全国的にみて、この京都という土地ならではのラーメンのスタイルが、鶏がらを白濁するまで煮詰めた「鶏白湯」です。全国あまねくチェーン展開する某大手チェーンしかり。追随するライバルチェーンも多く、まさにこのスタイルが堂々たる京都ラーメンの一系譜であることは疑うことのない事実です。

しかしながら、実は鶏白湯を主軸に据えている個人店はそれほど多くありません。某チェーンの完成度があまりにも高く、それをクオリティやコストの面で凌駕するお店が出て来ることができない狭き門であることが一因であるかもしれません。

その中にあって、「福三」の「濃厚鶏そば」は、この鶏白湯の伝統に真っ向から向き合い、現代のラーメンとして卓抜した作品にまで昇華させた稀有の一杯であったと思います。屋号を冠した主軸のメニューではなかったですが、これほど美味しい鶏白湯を、後にも先にも食べたことがありません。最初にこのラーメンを食べたとき、あまりの美味しさに身を捩りながら、濃厚な出汁を堪能していたことを思い起こされます。

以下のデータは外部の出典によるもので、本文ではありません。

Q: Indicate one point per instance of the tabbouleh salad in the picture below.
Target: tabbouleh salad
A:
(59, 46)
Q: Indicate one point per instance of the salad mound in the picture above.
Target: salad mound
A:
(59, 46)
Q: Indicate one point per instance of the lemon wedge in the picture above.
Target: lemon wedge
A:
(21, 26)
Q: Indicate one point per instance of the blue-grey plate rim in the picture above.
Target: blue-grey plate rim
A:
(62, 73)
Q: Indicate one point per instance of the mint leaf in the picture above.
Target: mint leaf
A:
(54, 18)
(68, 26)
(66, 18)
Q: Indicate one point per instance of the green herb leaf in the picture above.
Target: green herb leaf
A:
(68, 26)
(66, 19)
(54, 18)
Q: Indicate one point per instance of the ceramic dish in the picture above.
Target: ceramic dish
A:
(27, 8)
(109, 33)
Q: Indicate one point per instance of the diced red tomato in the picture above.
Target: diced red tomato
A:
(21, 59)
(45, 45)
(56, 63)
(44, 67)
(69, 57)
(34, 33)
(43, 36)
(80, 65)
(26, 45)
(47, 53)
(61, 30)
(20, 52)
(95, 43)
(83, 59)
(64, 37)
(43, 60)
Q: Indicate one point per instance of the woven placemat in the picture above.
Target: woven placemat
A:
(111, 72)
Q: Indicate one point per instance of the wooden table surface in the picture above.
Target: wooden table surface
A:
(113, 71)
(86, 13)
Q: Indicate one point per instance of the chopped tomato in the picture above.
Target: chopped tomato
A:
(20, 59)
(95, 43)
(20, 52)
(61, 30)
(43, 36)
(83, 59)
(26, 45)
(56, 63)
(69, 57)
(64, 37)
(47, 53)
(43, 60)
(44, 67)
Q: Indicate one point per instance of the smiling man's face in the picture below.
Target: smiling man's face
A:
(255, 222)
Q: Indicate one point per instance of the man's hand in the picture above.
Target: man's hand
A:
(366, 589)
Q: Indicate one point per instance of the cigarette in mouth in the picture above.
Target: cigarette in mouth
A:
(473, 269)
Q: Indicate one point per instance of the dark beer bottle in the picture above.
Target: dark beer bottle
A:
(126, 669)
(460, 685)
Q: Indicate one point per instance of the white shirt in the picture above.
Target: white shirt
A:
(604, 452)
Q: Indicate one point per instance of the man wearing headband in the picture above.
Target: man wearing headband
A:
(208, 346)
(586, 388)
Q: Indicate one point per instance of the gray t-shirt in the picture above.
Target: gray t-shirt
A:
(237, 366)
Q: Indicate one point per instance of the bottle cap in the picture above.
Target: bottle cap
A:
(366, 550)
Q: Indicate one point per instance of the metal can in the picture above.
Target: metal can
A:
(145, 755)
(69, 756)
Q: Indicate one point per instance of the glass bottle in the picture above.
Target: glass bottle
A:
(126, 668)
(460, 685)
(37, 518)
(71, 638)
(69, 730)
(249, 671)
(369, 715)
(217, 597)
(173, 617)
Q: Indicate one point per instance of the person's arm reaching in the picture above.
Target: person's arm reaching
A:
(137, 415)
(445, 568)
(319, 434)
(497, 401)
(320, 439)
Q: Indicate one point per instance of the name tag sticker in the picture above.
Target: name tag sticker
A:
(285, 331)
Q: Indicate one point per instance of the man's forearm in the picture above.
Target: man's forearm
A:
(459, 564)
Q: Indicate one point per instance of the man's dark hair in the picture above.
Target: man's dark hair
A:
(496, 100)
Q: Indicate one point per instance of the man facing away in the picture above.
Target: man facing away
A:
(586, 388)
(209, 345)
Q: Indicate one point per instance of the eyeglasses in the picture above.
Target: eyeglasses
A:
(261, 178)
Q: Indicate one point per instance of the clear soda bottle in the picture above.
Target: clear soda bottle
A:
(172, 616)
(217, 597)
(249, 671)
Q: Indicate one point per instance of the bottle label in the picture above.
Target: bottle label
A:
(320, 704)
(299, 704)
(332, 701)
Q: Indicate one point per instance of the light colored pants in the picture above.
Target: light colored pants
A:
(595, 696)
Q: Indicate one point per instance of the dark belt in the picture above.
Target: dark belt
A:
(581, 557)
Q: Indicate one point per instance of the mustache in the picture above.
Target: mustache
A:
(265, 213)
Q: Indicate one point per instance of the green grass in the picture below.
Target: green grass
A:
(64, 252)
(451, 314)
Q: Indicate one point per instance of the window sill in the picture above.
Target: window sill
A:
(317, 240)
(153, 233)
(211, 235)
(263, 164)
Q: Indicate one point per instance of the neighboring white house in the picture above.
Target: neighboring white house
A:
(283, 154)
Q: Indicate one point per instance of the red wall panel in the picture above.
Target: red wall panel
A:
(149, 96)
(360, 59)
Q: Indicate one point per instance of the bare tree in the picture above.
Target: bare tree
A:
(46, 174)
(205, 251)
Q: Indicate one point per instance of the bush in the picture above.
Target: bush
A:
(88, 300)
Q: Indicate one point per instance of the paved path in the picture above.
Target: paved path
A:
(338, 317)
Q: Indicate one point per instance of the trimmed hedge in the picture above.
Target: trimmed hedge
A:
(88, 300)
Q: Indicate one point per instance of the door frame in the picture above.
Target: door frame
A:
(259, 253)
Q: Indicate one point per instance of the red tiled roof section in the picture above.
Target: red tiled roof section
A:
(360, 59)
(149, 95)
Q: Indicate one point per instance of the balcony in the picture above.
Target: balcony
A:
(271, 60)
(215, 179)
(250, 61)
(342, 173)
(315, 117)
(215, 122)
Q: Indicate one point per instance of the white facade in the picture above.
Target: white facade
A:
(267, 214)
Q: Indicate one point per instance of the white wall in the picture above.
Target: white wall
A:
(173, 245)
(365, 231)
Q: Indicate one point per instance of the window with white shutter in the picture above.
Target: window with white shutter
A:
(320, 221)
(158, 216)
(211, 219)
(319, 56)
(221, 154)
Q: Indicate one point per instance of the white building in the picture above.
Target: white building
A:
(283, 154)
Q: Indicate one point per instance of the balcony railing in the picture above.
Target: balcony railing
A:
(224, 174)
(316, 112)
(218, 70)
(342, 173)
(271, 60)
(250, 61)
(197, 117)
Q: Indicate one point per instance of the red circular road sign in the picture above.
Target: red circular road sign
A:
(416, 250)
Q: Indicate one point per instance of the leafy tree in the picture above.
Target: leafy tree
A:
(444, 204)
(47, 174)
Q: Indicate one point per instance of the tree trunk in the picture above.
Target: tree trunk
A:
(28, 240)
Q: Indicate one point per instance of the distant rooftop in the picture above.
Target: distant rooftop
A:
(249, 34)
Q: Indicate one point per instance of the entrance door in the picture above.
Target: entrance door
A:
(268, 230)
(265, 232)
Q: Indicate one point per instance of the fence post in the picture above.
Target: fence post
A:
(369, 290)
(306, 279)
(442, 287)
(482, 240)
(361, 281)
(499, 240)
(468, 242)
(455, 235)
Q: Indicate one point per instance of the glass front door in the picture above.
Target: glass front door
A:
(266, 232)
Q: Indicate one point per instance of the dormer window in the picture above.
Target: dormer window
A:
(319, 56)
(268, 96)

福三 チキンサムセットチキンサムセット。ラーメンにたったプラス250円という値段でいただくことができます。あまりのコストパフォーマンスに、店主と親しい人なら誰もが、「こんな値段で大丈夫なんですか!?」と思ったにちがいありません。こんがりと炙り焼きにした鶏肉をレタスに包んで食べると、瑞々しさの中から、鶏の油分が流れ出して来て、ますます食欲が進みました。